[Voiceglue] Fwd: Propagating HTTP session to <audio> tag requests
Robby Dermody
robbyd at u20.org
Fri Feb 6 15:04:55 EST 2009
Regarding using querystrings in <audio> tags in general, we had spoke to Doug and he had identified that this may be an issue with the current way its implemented in voiceglue. Here's the text of our findings if it helps:
Say we have a tag like <audio src="http://127.0.0.1:9070/accessPlaylist?returnType=.mp3">. We can get wget to save this correctly to the disk, at least after we messed with the voiceglue code a small bit (under /var/lib/asterisk/sounds/voiceglue/url/127.0.0.1:9070/accessPlaylist?returnType=.mp3).
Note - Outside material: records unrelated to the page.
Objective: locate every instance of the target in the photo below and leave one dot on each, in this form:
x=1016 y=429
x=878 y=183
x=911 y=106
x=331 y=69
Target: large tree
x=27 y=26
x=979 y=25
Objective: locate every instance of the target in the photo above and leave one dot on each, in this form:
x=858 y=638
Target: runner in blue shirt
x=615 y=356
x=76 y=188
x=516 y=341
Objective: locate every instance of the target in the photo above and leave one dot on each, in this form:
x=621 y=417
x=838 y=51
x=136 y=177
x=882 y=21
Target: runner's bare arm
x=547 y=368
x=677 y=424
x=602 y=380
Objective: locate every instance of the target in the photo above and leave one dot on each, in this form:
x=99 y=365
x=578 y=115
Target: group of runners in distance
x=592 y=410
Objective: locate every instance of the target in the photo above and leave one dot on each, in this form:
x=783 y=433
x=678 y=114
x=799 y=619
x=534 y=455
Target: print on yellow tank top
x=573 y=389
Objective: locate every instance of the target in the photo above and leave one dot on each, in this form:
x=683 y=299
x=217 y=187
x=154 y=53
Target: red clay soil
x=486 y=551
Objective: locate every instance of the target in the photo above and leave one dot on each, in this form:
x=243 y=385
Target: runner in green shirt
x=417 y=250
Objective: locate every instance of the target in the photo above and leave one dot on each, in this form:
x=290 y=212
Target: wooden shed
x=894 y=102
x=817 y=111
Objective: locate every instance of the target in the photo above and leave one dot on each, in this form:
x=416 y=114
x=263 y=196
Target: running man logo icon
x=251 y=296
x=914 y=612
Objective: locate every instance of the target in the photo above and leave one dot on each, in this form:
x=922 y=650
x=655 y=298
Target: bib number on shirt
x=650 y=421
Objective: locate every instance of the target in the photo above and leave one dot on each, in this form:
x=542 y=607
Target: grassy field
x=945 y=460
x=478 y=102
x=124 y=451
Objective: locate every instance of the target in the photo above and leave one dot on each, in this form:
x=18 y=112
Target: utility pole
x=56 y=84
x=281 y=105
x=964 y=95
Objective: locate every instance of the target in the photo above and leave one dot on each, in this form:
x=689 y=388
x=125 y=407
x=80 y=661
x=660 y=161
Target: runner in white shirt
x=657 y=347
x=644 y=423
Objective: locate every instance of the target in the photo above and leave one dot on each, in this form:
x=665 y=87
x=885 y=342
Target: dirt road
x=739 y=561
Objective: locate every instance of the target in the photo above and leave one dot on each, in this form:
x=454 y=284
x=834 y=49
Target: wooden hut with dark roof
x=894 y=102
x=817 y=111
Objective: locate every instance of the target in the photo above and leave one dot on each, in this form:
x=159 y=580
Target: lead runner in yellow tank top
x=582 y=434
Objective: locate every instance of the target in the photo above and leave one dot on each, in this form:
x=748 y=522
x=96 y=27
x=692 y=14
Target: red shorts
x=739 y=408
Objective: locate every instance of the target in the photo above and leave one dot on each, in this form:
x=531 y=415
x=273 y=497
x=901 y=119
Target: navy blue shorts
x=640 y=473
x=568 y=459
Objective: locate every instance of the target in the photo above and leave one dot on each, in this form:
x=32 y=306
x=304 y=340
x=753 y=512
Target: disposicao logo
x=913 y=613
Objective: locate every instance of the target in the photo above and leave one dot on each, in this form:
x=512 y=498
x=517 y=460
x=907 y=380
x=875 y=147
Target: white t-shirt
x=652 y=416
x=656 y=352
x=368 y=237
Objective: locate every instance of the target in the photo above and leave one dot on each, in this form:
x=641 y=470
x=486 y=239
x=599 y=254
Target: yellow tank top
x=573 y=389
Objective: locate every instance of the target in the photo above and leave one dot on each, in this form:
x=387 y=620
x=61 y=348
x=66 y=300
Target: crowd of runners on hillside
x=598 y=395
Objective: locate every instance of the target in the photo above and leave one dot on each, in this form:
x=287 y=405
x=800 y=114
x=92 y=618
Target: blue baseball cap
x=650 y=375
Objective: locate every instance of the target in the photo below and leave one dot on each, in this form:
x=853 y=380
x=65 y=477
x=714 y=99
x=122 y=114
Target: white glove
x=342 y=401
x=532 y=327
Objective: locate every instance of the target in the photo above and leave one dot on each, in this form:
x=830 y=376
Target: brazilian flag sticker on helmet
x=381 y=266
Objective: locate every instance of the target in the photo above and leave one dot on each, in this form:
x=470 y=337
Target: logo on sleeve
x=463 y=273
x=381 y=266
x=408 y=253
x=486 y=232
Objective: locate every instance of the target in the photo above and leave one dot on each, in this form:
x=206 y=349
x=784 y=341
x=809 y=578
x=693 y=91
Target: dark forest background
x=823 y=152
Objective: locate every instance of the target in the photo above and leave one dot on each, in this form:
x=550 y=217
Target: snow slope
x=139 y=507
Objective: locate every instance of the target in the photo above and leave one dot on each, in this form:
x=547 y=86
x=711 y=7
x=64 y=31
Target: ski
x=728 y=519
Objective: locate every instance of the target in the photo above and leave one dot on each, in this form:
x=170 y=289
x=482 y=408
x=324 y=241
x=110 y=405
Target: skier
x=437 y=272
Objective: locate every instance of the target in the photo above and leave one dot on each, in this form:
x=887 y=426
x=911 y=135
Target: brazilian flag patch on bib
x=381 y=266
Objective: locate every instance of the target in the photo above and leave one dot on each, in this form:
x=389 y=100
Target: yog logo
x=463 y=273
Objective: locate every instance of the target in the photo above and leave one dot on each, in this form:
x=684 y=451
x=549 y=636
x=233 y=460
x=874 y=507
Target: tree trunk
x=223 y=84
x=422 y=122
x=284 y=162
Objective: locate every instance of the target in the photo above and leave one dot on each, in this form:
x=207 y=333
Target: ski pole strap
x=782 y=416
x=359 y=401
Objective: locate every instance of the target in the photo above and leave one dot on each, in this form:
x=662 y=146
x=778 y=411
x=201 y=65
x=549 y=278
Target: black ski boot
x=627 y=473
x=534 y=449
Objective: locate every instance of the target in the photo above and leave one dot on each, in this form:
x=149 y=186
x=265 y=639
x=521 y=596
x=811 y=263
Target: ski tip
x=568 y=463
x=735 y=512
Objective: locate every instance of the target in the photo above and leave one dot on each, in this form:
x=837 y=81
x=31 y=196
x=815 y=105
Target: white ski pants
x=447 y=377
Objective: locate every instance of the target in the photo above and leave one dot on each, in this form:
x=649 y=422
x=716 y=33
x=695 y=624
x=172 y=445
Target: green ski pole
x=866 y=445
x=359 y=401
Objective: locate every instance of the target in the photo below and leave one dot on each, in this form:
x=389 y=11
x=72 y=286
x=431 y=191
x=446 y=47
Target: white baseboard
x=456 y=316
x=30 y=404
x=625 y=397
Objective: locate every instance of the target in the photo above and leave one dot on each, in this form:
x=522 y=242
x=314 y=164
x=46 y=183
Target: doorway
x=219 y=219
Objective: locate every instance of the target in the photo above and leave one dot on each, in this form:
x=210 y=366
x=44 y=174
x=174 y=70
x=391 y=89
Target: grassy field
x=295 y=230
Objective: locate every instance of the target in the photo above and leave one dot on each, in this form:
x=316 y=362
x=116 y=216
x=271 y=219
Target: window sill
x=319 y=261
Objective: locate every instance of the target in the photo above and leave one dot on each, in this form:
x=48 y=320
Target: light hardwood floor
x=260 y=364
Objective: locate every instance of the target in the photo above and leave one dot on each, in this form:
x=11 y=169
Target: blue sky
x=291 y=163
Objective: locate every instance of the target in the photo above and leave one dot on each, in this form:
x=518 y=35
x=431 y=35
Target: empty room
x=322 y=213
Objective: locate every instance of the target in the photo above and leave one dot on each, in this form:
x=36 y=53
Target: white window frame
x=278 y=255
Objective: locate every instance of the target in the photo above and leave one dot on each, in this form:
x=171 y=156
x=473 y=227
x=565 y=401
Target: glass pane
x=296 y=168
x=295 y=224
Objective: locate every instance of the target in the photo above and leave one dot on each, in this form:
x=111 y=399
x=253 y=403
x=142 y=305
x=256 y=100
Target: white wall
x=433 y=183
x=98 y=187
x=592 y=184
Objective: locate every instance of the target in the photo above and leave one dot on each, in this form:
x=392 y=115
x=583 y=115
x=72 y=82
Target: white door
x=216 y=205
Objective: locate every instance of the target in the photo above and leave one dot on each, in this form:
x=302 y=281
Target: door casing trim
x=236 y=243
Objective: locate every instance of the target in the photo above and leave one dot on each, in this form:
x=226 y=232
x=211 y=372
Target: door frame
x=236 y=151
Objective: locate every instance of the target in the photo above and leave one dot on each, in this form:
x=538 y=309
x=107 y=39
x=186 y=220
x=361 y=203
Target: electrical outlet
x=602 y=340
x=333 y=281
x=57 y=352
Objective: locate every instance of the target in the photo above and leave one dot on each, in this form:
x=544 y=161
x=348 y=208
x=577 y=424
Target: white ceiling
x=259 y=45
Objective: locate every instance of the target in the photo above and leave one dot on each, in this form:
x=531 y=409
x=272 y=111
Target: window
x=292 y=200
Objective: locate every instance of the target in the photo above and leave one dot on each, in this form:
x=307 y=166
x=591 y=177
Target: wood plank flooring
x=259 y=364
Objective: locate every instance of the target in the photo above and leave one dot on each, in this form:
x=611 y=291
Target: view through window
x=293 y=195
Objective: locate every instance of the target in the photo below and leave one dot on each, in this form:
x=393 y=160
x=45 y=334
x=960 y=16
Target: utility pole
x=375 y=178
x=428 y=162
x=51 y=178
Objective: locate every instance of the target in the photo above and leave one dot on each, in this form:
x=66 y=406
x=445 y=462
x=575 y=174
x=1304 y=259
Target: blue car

Note that we don't need this "returnType=.mp3" part, but we tack it on so that the file ends in .mp3 ...kind of a hack (given that we also set the Content-Type to audio/mpeg in the result headers). Note also that we have Asterisk's format_mp3 installed.
Then, with agi debug on, we see in Asterisk:
STREAM FILE voiceglue/url/127.0.0.1:9070/accessPlaylist?returnType=.mp3
WARNING[19582]: file.c:602 ast_openstream_full: File voiceglue/url/127.0.0.1:9070/accessPlaylist?returnType=.mp3 does not exist in any format
And from what we were told, STREAM FILE does not support filenames like that. So we figured Astierisk doesn't like the ? and = characters in there, so we tried URLencoding them out...i.e.:
<audio src="http://127.0.0.1:9070/accessPlaylist%3FreturnType%3D.mp3">
However with this, openVXI now throws a fit (parse error). So no go there.
So it looks like to add this support for dynamic URIs in <audio> there are a few options:
-We can use Content-Disposition in the response header, along with the --content-disposition flag to wget ...but then voiceglue/phoneglue would need to know about this as well, so I don't favor that approach personally. Plus, --content-disposition is kind of betaish with wget.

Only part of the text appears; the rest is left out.